I know that officers are not truly uniquely identified and that we might have the same entity in real life being linked to different appointments_id.
Preamble to the questions is:
we query the API with a certain appointment_link containing an officer_id, say:
Let's store this json object in a variable called
r["name"] is COMWOOD SECRETARIAL LIMITED.
r["items"] contains all the actual appointments of COMWOOD SECRETARIAL LIMITED,
The list of
r["items"]["address"] in the object
r are not unique - which can be very normal as same entity can register at different addresses.
My questions are:
1) Just to confirm, even if the same entity has different addresses, since it is linked to the same officer_id, all appointments contained in
r["items"] are relating to the same officer (officer_id), right?
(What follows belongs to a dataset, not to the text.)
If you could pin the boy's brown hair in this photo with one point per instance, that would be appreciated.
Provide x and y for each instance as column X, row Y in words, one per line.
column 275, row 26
2) In the case where we have a set built by querying the API with 1000 appointment_links, if 1) is true, then we could apply the following logic¹:
if officer_id is not the same
and name is the same
and address² is the same
overwrite officer_id with the officer_id of the first record where this logic returns true
to have some sort of de duplication, with the caveat that of course, 2 officers with the exact same name could be registered at the exact same address - which is a false positive which I am willing to accept.
¹ this would be done in a simple SQL update statement.
² address would be the merged
r["items"]["address"] dictionary in one string.